Некоторое время товарищи шли молча, подняв воротники и укутав лицо шарфами, спасаясь от встречного ветра. Иван хотел было взять извозчика, но побоялся осуждения Ломакина, который называл подобное фанфаронством. Вскоре маршрут их поменялся. Завернув за угол и укрывшись за стенами домов от метели, Ломакин откинул заиндевевший шарф и, выпуская клубы пара в морозный воздух, сказал:

— И не стыдно тебе идти на этот бал? Ведь это форменное прожигание жизни, и ничего более. Вульгарные танцульки с шампанским «Моэт» — и ничего более! Стыдно, брат, стыдно. А ты еще и бежишь, словно на пожар.

Иван затряс головою, отчего его шапка непременно бы слетела, не будучи вовремя подхвачена.

— Так ведь там не одни только танцы будут. Там будут и говорить! — с жаром возразил он.

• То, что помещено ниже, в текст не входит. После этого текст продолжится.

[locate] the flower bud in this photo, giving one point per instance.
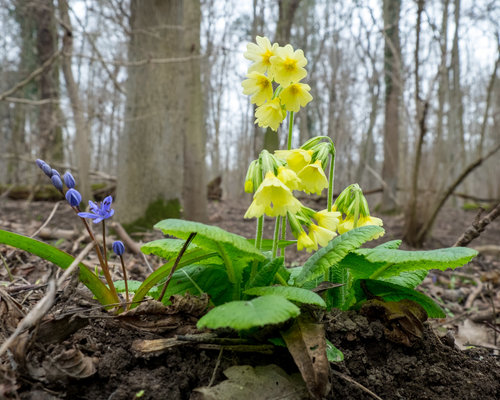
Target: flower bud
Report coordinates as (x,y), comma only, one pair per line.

— О чем? Не ты ли мне давеча вещал о свободе, когда мы шли к генералу? И где эта твоя свобода? Чуть поманили тебя в высший свет, так ты и припустил, как бродячая собака за мясником.

Подобное сравнение сильно не понравилось Ивану, отчего он даже надулся, хотя и признавал в словах Ломакина правоту. Признание это еще более разобидело молодого человека, и он замолк, насупившись и уткнув нос в толстый шарф, повязанный, как у студентов, поверх армяка. На художнике также был армяк, только мужицкий, голый. Безбородко же нынче щеголял в накрывке с барашковым воротником, напоминая молодого купчика, перебравшегося в столицу и прозываемого уже за это негоциантом.

— Ладно, брат, не обижайся, — доброжелательно сказал после продолжительного молчания Ломакин. — Ведь я не со зла это сказал. Просто мне за тебя обидно, что ты туда пойдешь, а там все не твое. У этого графа своя причуда, вот он тебя и пригласил.

— И хорошо сделал, что пригласил, — вновь оживился Иван, чья юношеская натура не могла подолгу обижаться. — Понимаешь, мне обязательно надобно туда попасть.

— Это зачем? — изумился художник и даже на секунду приостановился, с удивлением взглянув на товарища.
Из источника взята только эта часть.